December 04, 2015
It has become a common practice for reporters to refer to former Secretary of State Hillary Clinton’s proposal to spend $275 billion on infrastructure. Is this a lot of money? My guess is that almost no one reading the number has a clue. Certainly Secretary Clinton wants people to think it is a major commitment.
While there is no obvious yes or no answer, it would help first of all if reporters started by giving a time frame. Spending $275 billion over one year is a much larger commitment than $275 billion over 10 years. The proposal would spend this money out over five years, making the annual amount $55 billion a year.

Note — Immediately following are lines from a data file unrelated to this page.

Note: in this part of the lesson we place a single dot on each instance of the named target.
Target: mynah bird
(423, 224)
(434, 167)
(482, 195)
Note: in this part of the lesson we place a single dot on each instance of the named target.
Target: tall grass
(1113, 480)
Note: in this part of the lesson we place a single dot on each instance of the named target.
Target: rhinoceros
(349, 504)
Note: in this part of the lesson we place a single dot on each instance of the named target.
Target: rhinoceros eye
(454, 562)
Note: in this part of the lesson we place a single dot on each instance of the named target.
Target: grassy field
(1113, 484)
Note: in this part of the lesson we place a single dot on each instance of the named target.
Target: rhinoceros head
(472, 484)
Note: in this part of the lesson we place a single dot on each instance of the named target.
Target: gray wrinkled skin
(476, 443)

By comparison, the new highway bill calls for spending just over $60 billion annually on infrastructure over the next five years, so Clinton’s proposal would nearly double current spending. As a share of the total budget it is still not a huge deal. With government spending projected to average around $4.7 trillion over the first five years of a Clinton administration, the proposal would amount to a bit less than 1.2 percent of projected spending. Measured as a share of projected GDP, it would be roughly 0.2 percent. And, it would come to roughly $170 a year per person in spending.
There are other ways to measure this sum, including looking at past levels of spending or relative to estimates of the need for new infrastructure. Reporters have much room to pick and choose on this one, but telling us that Clinton wants to spend $275 billion on infrastructure really is not providing information.